Islam Karimov, the strong man who kept hold of power after the Soviet Union broke up, and created a very effective police state, died in September 2016 and was replaced in a very fake election by Shavkat Mirziyoyev, who had been prime minister since 2003. It was assumed that he would maintain the same very tough political system, and that talk of reform shouldn’t be taken too seriously – but once he had retired Rustam Inoyatov, who had been Karimov’s secret police head for 23 years, at the end of January 2018, it has become clear that the reforms are for real.
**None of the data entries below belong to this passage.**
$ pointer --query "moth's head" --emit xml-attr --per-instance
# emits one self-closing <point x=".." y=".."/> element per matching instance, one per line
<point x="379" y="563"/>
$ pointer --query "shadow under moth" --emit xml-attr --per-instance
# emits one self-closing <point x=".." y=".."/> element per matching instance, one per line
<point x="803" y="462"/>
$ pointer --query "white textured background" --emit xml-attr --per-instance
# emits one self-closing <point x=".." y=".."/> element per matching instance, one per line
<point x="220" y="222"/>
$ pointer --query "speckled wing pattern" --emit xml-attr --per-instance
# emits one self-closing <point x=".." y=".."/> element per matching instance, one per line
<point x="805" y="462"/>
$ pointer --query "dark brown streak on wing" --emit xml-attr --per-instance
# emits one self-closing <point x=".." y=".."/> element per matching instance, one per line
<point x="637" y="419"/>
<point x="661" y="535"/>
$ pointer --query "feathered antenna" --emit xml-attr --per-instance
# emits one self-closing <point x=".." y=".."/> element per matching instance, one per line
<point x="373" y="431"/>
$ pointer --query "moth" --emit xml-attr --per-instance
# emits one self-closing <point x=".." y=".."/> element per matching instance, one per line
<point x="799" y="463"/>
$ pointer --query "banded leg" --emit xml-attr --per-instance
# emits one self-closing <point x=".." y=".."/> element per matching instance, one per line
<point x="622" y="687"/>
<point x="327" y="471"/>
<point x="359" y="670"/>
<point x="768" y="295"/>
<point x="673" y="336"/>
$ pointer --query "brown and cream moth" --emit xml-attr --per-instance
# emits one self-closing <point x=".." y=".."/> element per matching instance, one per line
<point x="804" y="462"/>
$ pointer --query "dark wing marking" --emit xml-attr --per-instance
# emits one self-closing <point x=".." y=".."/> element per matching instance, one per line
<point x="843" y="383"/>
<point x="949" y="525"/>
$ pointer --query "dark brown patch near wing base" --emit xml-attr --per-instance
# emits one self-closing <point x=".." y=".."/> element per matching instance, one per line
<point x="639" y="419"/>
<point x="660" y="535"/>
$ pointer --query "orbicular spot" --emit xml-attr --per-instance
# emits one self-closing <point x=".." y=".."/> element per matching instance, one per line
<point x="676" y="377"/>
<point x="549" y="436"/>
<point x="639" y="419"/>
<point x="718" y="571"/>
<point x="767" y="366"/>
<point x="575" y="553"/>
Uzbek society and economy are opening up, human rights activists are returning from exile, and serious efforts are being made to develop tourism, which has obvious potential to be a gold mine, given that the great Silk Route cities of Samarkand, Bukhara and Khiva are all in Uzbekistan.

It used to be necessary to get a Letter of Invitation from a helpful tour company in order to obtain a visa – this is no longer needed. In July 2018 an e-visa system was introduced (though it’s still rather confusing, in my experience), and citizens of some nations don’t need a visa at all. In September visa-free travel was extended to French citizens, a few days ahead of a visit by Mirziyoyev to Paris. There’s talk of following Georgia and Kyrgysztan in abolishing visas for virtually all countries, but at the moment the official view is that tourism to Georgia has probably developed faster then the infrastructure can cope with (the secret police are perhaps still capable of putting a spanner in the works as well) – as the author of the Bradt Travel Guide to Georgia (six editions now!) and various blog posts, I have a lot of sympathy with that view. One thing they have done is to introduce Spanish high-speed trains from Tashkent to Samarkand, Bukhara and Shakrisabz. In fact what I want is to see them abolish the Soviet system of registration (where the police have to be informed where you’re staying every night, and you have to keep the paper slips to prove it). It’s a damn pain, and when they’re talking of making it easier for people to stay with Uzbek friends and to go hiking and camping, this makes life complicated. It seems that immigration officers don’t check when you leave the country now (I haven’t tested this yet), but hotels use an online system which throws a conniption if there are unexplained gaps in your record.

Lots of other things are getting easier – tourists can buy an Uzbek SIM for just a couple of dollars, there still aren’t many ATMs but the number is increasing (they’re mostly in top-end hotels), and the currency has been allowed to float, wiping out the black market, or rather letting everyone change at the true rate (but you do still have to haggle eg for taxis). Online booking, eg for trains and planes, is possible and of course Booking.com and Hostelworld.com have become the obvious way for independent travellers to book accommodation. More and more people, in hotels, hostels, restaurants and elsewhere speak English and German. The number of places where you can’t take photos is far smaller than it was, and in particular you can take photos in Tashkent’s gorgeous Metro. In fact there used to be passport checks to enter the metro – there are still plenty of police with metal-detector wands there, but they never bother tourists, and hardly anyone else, as far as I can see. Museum tickets used to be very cheap, with a swingeing extra charge to use a camera, but now the tickets costs slightly more – still just two or three dollars – and photography is included. I’ve noticed in the last five years or so that the world’s art galleries have accepted that everyone has a phone now and have stopped preventing photography except for special exhibitions and specific loans.
On the down side (but this began in Soviet times), there’s been some rather over-enthusiastic restoration of historical monuments, while others are still in a tumbledown state. New pedestrian boulevards have been smashed through old towns to link tourist sights (the three Ms – mosques, madrassas and mausoleums), and it’s particularly shocking that some of the remaining old quarters have been walled off so the tourists can’t accidentally get lost. This is particularly so when it’s the old Jewish quarter that has been walled off.